The current situation is not all the result of Opec’s tactical refusal to cut production, however. It also reflects market concern at falling Chinese demand, and nervousness over impending US interest rate rises. But an oil price that’s uneconomic for non-Opec producers is ultimately a bad thing in itself. It makes non-Opec Russia a pricklier operator in world affairs. By pushing parts of the US shale extraction industry towards bankruptcy, it not only threatens US growth but knocks out investment in new US wells — as well as indirectly blighting fracking in the UK, whose opponents can add financial non-viability to their litany of objections. In the North Sea, a new report by Oil & Gas UK predicts that at current price levels, capital spending on exploration for new reserves could be cut by two thirds, despite recent tax incentives designed to extend the life of our most important national energy asset.
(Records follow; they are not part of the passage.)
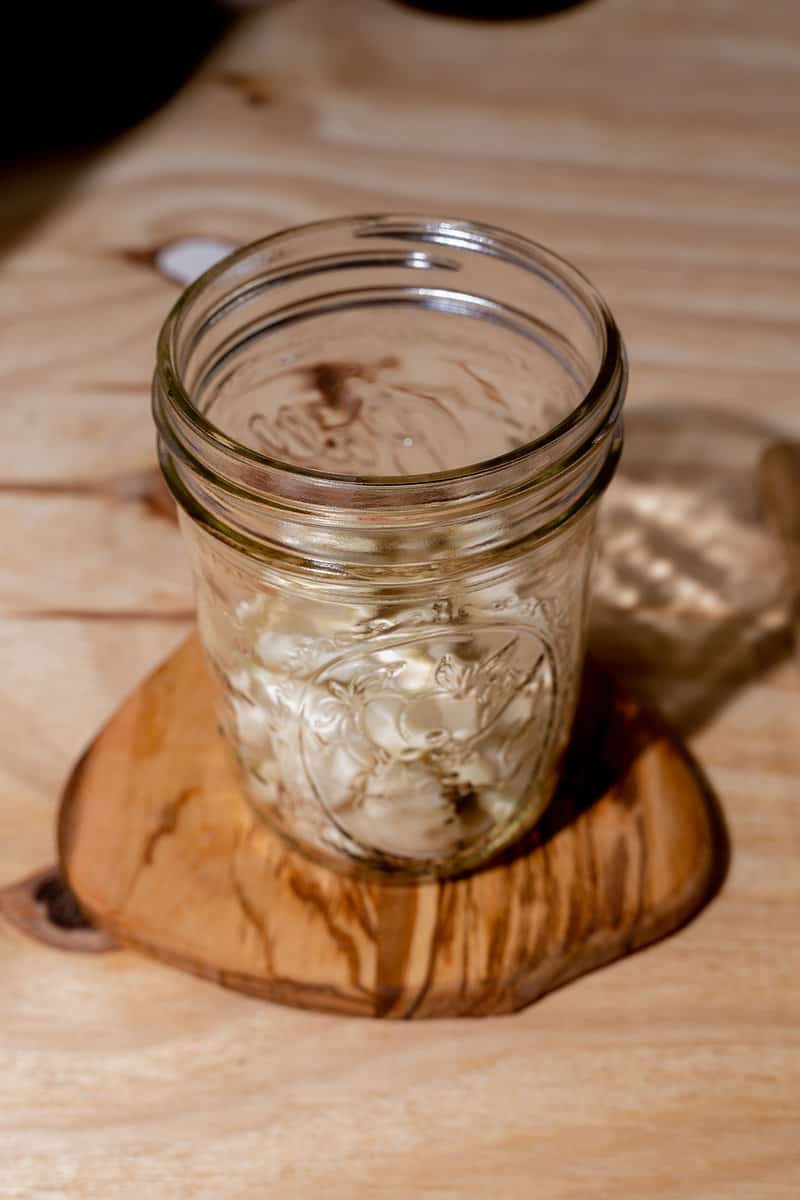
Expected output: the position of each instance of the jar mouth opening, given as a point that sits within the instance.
(599, 403)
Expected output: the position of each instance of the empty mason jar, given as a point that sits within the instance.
(386, 437)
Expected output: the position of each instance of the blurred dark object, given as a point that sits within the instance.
(501, 10)
(74, 73)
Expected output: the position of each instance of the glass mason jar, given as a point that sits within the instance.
(386, 437)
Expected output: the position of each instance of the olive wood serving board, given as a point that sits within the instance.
(163, 853)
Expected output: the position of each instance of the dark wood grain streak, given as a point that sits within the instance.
(163, 853)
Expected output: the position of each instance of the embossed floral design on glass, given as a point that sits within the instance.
(386, 437)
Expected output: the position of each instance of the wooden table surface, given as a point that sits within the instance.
(654, 143)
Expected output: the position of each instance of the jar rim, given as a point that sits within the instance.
(464, 234)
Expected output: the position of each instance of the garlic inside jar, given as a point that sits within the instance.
(411, 737)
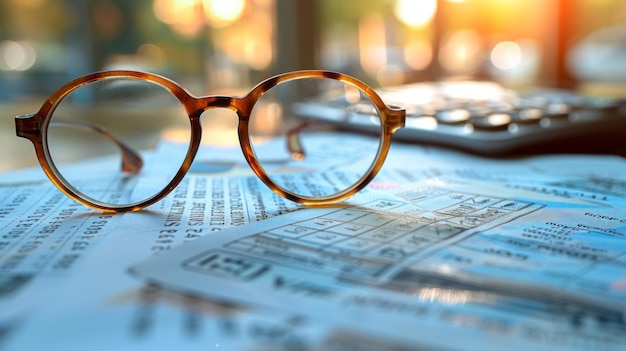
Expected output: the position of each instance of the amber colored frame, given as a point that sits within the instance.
(34, 127)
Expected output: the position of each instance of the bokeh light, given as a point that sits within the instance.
(415, 13)
(506, 55)
(17, 55)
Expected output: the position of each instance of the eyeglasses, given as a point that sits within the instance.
(290, 128)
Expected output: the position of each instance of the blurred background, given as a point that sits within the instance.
(212, 46)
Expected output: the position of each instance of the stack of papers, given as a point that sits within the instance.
(455, 252)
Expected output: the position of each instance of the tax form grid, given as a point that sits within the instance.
(366, 242)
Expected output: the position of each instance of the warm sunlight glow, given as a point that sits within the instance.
(221, 13)
(415, 13)
(461, 52)
(372, 43)
(418, 54)
(17, 55)
(506, 55)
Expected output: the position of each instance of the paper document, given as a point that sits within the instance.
(445, 259)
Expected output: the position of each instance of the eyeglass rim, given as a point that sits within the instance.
(34, 127)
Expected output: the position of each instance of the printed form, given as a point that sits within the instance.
(529, 251)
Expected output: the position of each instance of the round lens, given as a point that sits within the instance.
(102, 140)
(302, 133)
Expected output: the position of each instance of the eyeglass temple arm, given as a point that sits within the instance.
(131, 159)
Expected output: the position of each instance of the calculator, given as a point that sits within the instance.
(486, 118)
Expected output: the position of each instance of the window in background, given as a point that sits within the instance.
(216, 45)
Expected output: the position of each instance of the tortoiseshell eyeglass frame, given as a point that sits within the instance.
(33, 126)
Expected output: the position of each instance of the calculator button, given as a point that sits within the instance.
(496, 121)
(558, 110)
(453, 116)
(528, 115)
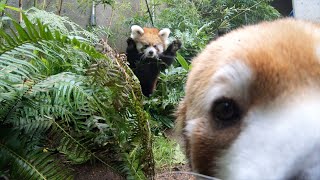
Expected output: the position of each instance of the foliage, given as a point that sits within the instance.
(195, 23)
(170, 90)
(61, 100)
(167, 153)
(85, 3)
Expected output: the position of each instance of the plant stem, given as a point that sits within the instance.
(60, 7)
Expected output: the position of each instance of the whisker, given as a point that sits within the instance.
(191, 173)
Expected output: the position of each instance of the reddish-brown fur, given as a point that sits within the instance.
(150, 37)
(283, 57)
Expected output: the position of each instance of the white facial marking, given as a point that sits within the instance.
(190, 126)
(164, 33)
(139, 46)
(276, 143)
(232, 81)
(160, 48)
(136, 31)
(150, 52)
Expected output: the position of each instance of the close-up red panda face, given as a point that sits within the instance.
(251, 108)
(150, 41)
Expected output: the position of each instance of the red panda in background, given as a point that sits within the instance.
(147, 54)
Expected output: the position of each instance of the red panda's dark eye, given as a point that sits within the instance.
(226, 112)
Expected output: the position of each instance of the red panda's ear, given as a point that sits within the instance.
(164, 33)
(136, 31)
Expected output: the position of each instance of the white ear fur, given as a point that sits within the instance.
(136, 31)
(164, 33)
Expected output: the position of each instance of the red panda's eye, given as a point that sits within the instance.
(226, 112)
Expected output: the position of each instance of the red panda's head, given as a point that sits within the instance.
(150, 41)
(251, 109)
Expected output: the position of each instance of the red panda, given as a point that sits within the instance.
(251, 108)
(148, 54)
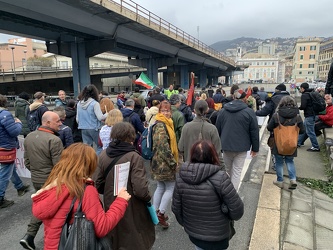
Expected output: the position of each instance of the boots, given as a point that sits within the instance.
(162, 218)
(5, 203)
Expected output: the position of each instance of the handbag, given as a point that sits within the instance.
(152, 213)
(7, 155)
(81, 234)
(225, 211)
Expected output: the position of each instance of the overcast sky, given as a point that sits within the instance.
(220, 20)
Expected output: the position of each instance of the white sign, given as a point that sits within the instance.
(20, 167)
(121, 172)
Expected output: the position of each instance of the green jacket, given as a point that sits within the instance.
(169, 93)
(178, 121)
(140, 99)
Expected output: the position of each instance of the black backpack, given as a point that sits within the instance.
(33, 120)
(318, 102)
(129, 118)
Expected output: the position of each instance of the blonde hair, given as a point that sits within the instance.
(203, 96)
(114, 116)
(77, 163)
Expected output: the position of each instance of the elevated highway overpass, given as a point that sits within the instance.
(81, 29)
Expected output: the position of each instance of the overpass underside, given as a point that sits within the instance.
(81, 29)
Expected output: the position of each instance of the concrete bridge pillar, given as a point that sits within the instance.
(184, 77)
(203, 78)
(80, 62)
(215, 80)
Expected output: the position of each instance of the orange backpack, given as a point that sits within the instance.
(286, 138)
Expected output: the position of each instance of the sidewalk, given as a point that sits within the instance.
(299, 219)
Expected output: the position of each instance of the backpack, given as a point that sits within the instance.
(32, 119)
(318, 102)
(286, 138)
(145, 142)
(129, 118)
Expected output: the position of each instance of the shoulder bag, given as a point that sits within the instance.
(81, 234)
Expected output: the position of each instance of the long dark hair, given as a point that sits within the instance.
(203, 151)
(89, 91)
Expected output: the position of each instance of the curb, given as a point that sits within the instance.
(266, 228)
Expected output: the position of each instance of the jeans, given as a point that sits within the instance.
(309, 124)
(8, 172)
(234, 163)
(163, 195)
(90, 137)
(35, 223)
(289, 160)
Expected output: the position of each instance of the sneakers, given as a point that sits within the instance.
(28, 242)
(292, 185)
(23, 190)
(165, 216)
(312, 149)
(278, 184)
(162, 220)
(5, 203)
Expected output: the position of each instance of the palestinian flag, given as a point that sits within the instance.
(144, 81)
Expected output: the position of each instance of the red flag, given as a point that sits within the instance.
(190, 93)
(248, 92)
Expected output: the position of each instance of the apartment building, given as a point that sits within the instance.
(325, 58)
(305, 59)
(262, 68)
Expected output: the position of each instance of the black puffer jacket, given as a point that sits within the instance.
(196, 205)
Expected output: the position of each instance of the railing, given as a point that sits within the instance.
(141, 12)
(18, 73)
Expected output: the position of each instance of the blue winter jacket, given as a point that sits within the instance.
(9, 130)
(89, 114)
(135, 119)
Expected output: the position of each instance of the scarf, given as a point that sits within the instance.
(117, 148)
(171, 131)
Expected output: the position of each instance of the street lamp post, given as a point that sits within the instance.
(12, 48)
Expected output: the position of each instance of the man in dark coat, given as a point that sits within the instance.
(239, 132)
(309, 118)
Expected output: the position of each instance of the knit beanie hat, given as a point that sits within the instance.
(281, 87)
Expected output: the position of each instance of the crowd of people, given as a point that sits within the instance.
(199, 153)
Some pundits argue the oil price slump is strictly temporary. Hidden among those headlines is an ad for a venture called Black Gold Resources that says ‘$80 Oil by Christmas: Don’t be Fooled by the Mainstream Media’. Maybe; but every month that goes by defers sine die another flow of energy from a source a lot safer than the turbulent Middle East. And that’s a worry.

A decade hence

‘Any Other Business’ has just passed its tenth birthday. The first of these columns mused on corruption in New Orleans (then living through the anarchic first fortnight after Hurricane Katrina) and protectionism in France. It also contained at least two jokes that still make me smile, but no economic predictions. I’m glad about that, because they would surely have been wrong: despite my habitual sharp eye for bankers’ excesses, and some early glimpses of the mad explosion of City derivatives market, I had no idea in October 2005 that the worst financial crisis of my lifetime was three years away.

Likewise, I confess I have no real idea where we might be a decade hence. I don’t know whether we’ll be in or out of the EU, richer or poorer, at war, at peace or still part of a United Kingdom; whether Tesco, BP, BT, Barclays and other corporate stalwarts of this column will still exist; or whether the prime minister will be Boris, Chuka, George, Sajid, Theresa, Tristram or some raging Corbynista we haven’t even heard of yet.

And no one else can tell you any of that either. So the wisest advice a responsible pundit can offer is that we should strive at all times to be resilient and prepared for shocks — personally, corporately and nationally. In that context, and combined with my observations about oil above, another headline this weekend did give one firm inkling of what’s ahead: ‘Rapid pace of plant closures puts power grid at risk, experts warn’. It doesn’t take supernatural forward vision to predict that energy supply will be a huge problem by 2025. If I’m still here — which I certainly don’t predict — it will give me no pleasure to be proved right.